Esta complexidade de temas, porém, não é diferente em outras grandes subáreas do Direito Ambiental, como o são as mudanças climáticas, a proteção da diversidade biológica, a qualidade de vida no meio ambiente urbano ou no meio ambiente do trabalho. Se, para cada um destes temas, fôssemos destacá-lo do Direito Ambiental, esse simplesmente deixaria de existir. Retornaríamos à década de 1930, quando os estudos sobre a aplicação do Código de Águas, do primeiro Código Florestal e do Código de Minas, por exemplo, não se comunicavam, eis que não existia ainda uma compreensão do caráter holístico do meio ambiente.
Estamos, assim, diante de uma temática complexa e legislativamente muito desenvolvida, mas não parece adequado afirmar que a proteção da qualidade das águas seja objeto de um ramo diverso do Direito – o que nos levaria à conclusão de que os princípios do Direito Ambiental não se aplicam ao chamado “direito de águas”.
Além disso, referido autor aponta a relação do direito ambiental com outros diversos ramos (especializados) do Direito, tais como (a) Direito Administrativo - licitações sustentáveis -, (b) Direito Processual Civil, Penal e do Trabalho, (c) Direito Urbanístico, (d) Direito Público do Trabalho e da Seguridade Social, (e) Direito Econômico, (f) Direito Penal, (g) Direito Tributário – tributos federais como IPI, IR e ITR; tributos estaduais como ICMS Ecológico e IPVA, e tributos municipais –, (h) Interesse Difuso e Interesse Fazendário, (i) Direito Civil – Direito de propriedade e sua função social, conflitos de vizinhança, influência do Direito Ambiental no novo regime de Responsabilidade Civil, Direito Contratual e Meio Ambiente (op. cit., pp. 115-132).
O Direito ambiental, além de relacionar-se com as diversas disciplinas do Direito, comunica-se com outras diversas áreas do conhecimento, como a antropologia, a agronomia, a história, a biologia, a física, a arqueologia, a química, a engenharia etc.

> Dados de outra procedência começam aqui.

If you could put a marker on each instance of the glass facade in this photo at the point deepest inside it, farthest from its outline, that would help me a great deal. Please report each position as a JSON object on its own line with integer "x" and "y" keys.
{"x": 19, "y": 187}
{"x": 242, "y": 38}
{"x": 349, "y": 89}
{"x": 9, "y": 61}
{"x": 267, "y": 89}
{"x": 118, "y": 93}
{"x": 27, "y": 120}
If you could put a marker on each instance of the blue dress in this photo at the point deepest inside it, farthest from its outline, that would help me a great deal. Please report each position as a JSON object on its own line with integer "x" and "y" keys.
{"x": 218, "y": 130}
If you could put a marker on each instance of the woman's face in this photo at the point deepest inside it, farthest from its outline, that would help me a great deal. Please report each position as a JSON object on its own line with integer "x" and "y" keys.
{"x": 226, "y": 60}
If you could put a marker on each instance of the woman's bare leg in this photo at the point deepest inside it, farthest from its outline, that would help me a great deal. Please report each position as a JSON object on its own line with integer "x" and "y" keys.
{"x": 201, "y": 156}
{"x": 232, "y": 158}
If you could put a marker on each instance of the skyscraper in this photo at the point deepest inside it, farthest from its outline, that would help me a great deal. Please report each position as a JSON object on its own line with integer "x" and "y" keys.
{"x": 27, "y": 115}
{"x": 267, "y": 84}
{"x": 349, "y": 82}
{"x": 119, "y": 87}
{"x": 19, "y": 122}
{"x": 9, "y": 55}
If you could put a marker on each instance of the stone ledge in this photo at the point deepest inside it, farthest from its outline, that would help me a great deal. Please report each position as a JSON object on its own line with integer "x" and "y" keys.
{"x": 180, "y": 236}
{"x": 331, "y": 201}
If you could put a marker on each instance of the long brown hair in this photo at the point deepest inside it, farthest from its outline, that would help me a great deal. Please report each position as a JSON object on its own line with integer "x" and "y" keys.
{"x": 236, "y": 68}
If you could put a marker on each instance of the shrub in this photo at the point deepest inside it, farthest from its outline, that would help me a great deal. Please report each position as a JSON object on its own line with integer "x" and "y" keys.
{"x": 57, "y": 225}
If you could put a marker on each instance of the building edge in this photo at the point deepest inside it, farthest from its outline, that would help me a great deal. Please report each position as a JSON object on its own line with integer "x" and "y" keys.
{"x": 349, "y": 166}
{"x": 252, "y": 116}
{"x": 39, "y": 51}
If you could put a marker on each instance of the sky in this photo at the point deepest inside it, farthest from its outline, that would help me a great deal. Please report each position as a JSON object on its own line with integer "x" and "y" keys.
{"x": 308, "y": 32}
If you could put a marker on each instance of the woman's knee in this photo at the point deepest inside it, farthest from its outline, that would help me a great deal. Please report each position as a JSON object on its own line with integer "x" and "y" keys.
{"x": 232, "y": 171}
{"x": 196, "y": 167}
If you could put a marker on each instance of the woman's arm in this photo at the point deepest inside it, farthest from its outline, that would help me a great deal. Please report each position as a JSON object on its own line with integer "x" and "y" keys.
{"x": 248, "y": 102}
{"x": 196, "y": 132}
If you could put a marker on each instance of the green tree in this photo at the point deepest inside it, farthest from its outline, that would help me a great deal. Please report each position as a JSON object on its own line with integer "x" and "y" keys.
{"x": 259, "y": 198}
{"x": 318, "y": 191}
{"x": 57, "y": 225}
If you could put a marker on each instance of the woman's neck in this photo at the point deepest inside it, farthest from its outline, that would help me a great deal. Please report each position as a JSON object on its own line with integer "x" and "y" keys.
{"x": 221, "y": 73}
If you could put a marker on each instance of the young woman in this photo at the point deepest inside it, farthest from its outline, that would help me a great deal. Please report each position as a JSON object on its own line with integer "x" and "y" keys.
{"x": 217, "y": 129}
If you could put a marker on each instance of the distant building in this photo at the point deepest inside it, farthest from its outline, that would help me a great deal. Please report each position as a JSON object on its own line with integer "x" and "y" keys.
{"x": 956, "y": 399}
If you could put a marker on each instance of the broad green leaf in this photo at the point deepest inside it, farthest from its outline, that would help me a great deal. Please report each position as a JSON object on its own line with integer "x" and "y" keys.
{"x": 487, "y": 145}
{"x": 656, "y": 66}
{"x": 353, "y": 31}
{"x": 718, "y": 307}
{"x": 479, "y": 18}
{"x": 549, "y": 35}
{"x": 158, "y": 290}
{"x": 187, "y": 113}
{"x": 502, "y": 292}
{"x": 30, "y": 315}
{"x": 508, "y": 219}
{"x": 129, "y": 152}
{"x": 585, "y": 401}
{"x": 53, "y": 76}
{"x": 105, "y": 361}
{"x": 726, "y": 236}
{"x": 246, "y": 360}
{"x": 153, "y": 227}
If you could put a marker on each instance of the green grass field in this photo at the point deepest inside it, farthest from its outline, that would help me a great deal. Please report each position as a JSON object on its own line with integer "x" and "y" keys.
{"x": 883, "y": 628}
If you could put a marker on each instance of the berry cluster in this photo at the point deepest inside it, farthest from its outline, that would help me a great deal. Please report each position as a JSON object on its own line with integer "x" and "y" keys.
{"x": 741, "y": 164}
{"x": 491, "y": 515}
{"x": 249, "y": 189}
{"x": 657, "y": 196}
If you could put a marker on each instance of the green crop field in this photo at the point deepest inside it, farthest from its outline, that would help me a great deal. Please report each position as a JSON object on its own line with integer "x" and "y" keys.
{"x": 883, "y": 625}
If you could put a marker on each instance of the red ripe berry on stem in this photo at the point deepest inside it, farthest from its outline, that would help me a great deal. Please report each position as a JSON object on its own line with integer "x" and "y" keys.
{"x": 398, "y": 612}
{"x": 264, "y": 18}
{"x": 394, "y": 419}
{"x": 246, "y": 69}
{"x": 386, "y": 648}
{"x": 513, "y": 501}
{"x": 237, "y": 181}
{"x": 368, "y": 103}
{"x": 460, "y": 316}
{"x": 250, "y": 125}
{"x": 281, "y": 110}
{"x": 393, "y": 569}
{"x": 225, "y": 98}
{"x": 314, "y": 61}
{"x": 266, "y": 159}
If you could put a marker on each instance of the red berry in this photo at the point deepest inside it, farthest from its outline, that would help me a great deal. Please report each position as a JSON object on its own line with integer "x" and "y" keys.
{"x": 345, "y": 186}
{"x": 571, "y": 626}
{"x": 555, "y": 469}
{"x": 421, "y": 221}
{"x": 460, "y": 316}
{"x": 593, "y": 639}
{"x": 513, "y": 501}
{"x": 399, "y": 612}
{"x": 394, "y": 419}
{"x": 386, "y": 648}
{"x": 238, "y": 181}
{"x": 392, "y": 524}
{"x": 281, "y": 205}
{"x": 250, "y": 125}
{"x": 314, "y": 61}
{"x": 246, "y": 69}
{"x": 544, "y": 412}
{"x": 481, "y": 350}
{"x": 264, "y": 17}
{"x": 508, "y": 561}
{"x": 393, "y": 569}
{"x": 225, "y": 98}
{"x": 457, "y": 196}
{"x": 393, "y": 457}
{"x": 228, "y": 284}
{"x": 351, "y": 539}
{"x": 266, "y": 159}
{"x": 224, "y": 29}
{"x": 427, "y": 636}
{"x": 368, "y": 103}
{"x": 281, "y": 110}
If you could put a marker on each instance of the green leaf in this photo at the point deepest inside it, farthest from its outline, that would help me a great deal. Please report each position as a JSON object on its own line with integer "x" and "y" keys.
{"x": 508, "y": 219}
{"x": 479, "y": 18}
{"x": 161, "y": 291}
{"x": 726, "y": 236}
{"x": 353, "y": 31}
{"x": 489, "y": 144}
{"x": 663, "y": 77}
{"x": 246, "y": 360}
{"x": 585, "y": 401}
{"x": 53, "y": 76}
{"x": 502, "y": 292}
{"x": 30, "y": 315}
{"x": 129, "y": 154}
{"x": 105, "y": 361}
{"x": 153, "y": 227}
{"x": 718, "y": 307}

Diante dessa gama de disciplinas que se comunicam com o Direito Ambiental parece impossível vencer a especialização, a dedicação de estudiosos em áreas específicas do conhecimento. Seria inviável que os pesquisadores conhecessem profundamente todas essas nuances do Direito Ambiental, e de outras disciplinas e ciências. O que deve ser evitado é o fechamento de tais disciplinas a novas ideias; essas especializações não podem se julgar “independentes” das demais disciplinas e ciências; são complementares de um conhecimento mais amplo, que deve sempre ser buscado.